QuadrantMeaningTypical action
Important and urgentAffects a core goal and needs prompt actionHandle immediately; reduce to a minimum deliverable fix if needed
Important but not urgentAffects stability or long-term efficiency without blocking the current objectiveSchedule in the current week or next sprint
Urgent but not importantHas time pressure but limited impact or a workable alternativeTime-box, delegate, or simplify
Neither important nor urgentHas weak connection to the current objective or limited benefitDefer, merge, return to the pool, or remove

Use quadrants for communication, not as the sole ranking algorithm. Risk, blocking relationships, and dependency order determine the execution order.

Analysis Process

  1. Identify the project phase: early development, integration, testing, pre-release, production maintenance, or refactoring.
  2. Extract the current version objective, such as MVP delivery, a demo, scheduled release, or production recovery.
  3. Check for mandatory escalation items.
  4. Assess each task by impact, urgency, blocking, risk, cost-to-value ratio, and dependencies.
  5. Classify tasks into quadrants and state the key evidence.
  6. Recommend execution order: first address severe risk and blockers, then secure core flows, schedule important planned work, and handle low-value items last.
  7. Explicitly identify tasks to defer, merge, or remove.
  8. Ask only for missing information that could materially change the ranking.

Output Rules

  • Do not sort only by deadline.
  • Do not label every task as high priority.
  • List no more than three top-priority items; do not fill the list artificially.
  • Always identify blockers.
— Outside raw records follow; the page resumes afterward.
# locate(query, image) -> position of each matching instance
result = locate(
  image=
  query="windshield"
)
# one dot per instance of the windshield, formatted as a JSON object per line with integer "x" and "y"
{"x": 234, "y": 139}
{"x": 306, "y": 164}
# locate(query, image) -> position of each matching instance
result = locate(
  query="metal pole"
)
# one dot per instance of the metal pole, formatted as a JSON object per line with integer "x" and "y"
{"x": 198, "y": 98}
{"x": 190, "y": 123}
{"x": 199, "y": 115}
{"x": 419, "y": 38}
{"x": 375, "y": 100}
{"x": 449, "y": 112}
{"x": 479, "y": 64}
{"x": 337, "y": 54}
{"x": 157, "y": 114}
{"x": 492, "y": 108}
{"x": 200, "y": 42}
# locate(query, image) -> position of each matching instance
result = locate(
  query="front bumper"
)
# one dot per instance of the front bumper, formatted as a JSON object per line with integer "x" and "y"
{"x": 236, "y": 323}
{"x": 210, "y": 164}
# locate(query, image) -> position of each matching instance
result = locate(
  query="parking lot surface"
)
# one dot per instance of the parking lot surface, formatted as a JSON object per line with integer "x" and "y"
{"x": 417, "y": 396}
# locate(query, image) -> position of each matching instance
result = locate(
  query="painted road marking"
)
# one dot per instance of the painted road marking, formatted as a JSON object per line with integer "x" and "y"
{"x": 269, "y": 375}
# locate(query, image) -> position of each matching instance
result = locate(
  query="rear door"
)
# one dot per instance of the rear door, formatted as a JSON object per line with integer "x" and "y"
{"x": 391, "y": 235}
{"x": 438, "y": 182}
If none are evident, state that no clear blocker is identifiable from the current information.
  • Always identify defer, merge, or remove candidates; if evidence is insufficient, state why.
  • Do not rank cosmetic UI polish, speculative enhancements, or work without a clear requirement source as top priority unless delivery depends on it.
  • When dependencies are clear, place execution order ahead of quadrant labels.

Output Formats

Compact Output

Use this format when there are fewer than five tasks and there is no apparent security, data, production-incident, or release-blocking risk:

# Development Task Priority Analysis

## Overall Judgment
- Current phase:
- Current objective:
- Basis: Preliminary judgment based on available information / sufficiently detailed information

## Ranked Tasks

| Order | Task | Quadrant | Key Reason | Recommended Action |
|---|---|---|---|---|

## Blockers And Deferrals
- Blockers:
- Defer / merge / remove candidates:

## Information To Confirm
- List only questions that could change the ranking.

Full Output

Use this format when there are at least five tasks, or any security, data, production, release, acceptance, or multi-person blocking concern is present:

# Development Task Priority Analysis

## 1. Overall Judgment
- Current project phase:
- Current version objective:
- High-risk note:

## 2. Four-Quadrant Classification

| Quadrant | Task | Reasoning | Recommended Action |
|---|---|---|---|

## 3. Highest-Priority Items

List no more than three items. For each item state:
- Why it is prioritized
- Recommended treatment
- The risk or blockage removed when completed

## 4. Blocking Relationships

| Blocking Task | Blocked Work | Resolution Approach |
|---|---|---|

## 5. Defer, Merge, Or Remove Candidates

| Task | Recommendation | Reason |
|---|---|---|

## 6. Recommended Execution Order

1. ...
2. ...
3. ...

## 7. Information To Confirm

Ask only questions that could materially change the priority ranking.